BUILDING A PERSON FROM SCRATCH — IN A LAB

#cloning #HumanGenome #BuildingAPersonFromScratch
A couple decades ago, there was talk of cloning, or making an exact copy of an animal, person etc. Dolly, the cloned sheep, became a household name.
Now, scientists are beginning a 10-year program that will re-create the human genome which, if successful, could lead to creating people without the help of parents.
The proposal was published June 2, 2016, in the journal Science, and was the subject of an article by New York Times reporter Andrew Pollack. Pollack’s article was republished in The Atlanta Journal-Constitution.
The idea of building people in a lab is fraught with moral considerations. The potential for huge advancements in medical science is intriguing. Still, Dr. Francis S. Collins, director of the National Institutes of Health — the main funder of medical research in the United States – said that while the NIH is interested in encouraging advances in DNA synthesis, it “has not considered the time to be right for funding a large-scale, production-oriented” project like this one, according to Pollack’s article.
Collins also said such a project immediately raises “numerous ethical and philosophical red flags,” according to Pollack’s article.
The nonprofit Center of Excellence for Engineering Biology, which will run the project, intends to get funding from several public and private sources, according to Pollack’s article.
It’s fairly easy to see the medical advancement potential here. “It might be possible to make organisms resistant to all viruses, for instance, or make pig organs suitable for transplant into people,” Pollack writes.
But to make a whole person, piece by piece, in a lab? That’s delving into areas that will challenge ethics, potentially alter population mix and a host of other things that could change mankind as we know it.
We live in a diverse world. We celebrate that diversity. We work with, and live with, nature, while allowing it to be natural. We certainly like to manufacture things that will benefit us, but manufacturing people may be beyond what we should be doing.

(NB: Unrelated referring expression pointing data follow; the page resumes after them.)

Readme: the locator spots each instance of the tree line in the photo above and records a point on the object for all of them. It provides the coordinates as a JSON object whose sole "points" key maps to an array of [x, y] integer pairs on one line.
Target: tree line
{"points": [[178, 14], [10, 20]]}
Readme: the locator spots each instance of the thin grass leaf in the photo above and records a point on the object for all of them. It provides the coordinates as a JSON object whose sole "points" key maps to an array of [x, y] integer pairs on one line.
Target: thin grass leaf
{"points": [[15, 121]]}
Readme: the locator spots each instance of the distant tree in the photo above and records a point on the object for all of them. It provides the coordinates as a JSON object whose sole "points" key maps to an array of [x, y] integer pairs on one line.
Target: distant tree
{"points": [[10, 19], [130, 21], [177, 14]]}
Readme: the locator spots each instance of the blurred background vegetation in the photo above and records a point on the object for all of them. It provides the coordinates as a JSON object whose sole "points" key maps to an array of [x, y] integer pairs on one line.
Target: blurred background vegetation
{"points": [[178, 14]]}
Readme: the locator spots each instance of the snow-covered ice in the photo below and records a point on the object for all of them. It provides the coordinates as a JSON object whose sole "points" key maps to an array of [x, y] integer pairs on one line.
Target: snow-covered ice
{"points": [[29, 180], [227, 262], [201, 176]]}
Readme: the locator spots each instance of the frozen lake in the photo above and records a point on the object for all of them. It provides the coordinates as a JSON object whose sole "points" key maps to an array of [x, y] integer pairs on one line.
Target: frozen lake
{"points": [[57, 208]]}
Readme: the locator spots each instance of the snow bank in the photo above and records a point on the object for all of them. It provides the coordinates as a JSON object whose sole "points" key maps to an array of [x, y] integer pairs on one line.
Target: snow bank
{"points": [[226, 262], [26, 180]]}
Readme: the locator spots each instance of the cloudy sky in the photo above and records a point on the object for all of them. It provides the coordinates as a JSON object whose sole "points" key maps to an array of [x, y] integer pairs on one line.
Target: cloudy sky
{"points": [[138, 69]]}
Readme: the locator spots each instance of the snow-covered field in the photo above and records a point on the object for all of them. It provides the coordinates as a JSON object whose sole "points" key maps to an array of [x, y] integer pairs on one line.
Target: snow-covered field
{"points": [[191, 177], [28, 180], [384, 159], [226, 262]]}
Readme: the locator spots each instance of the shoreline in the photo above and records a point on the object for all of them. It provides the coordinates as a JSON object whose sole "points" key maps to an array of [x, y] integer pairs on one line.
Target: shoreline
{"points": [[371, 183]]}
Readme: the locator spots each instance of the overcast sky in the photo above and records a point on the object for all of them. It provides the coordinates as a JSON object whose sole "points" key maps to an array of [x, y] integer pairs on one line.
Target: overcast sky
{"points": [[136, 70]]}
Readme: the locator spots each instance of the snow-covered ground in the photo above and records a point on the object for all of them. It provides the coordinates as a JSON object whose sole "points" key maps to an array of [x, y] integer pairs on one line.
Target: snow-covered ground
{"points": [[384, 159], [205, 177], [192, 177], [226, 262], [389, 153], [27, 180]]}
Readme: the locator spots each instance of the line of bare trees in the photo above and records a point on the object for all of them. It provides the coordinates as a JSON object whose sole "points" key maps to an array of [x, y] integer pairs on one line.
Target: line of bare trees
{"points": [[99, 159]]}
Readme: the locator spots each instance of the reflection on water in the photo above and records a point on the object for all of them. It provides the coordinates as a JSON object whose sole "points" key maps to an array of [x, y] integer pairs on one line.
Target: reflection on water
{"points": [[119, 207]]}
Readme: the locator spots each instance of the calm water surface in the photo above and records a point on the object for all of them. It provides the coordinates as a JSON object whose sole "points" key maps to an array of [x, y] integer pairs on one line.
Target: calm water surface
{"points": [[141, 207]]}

Instead, if we don’t like our situation, or we don’t like whom we’ve become, let’s remake ourselves without making a new person from scratch. We all have the ability to change, to become better people, without changing our DNA, or becoming artificial.
One of the ways we can change is to help others more. To check out one of the best ways to do that, visit www.bign.com/pbilodeau. You can see how people helping people potentially can help make all involved prosperous.
There are many things we, as smart humans, can do to make the world a better place. There are diseases to fight, physical, economic and other challenges to overcome.
But creating people in labs potentially will dehumanize us as a whole. Imagine a person created in a lab being asked where he or she came from, what his or her family background is etc. Those are all things that make us who we are. How does adding to an already overpopulated world from a lab enhance the world experience?
If this project remains limited in scope, much good could come from it. The danger lies in carrying it out to its fullest potential.
Let’s hope the researchers, presuming they get the funding to do this, will be mindful of all ramifications of their research as they conduct it. Just because something CAN be done, doesn’t mean it SHOULD be done.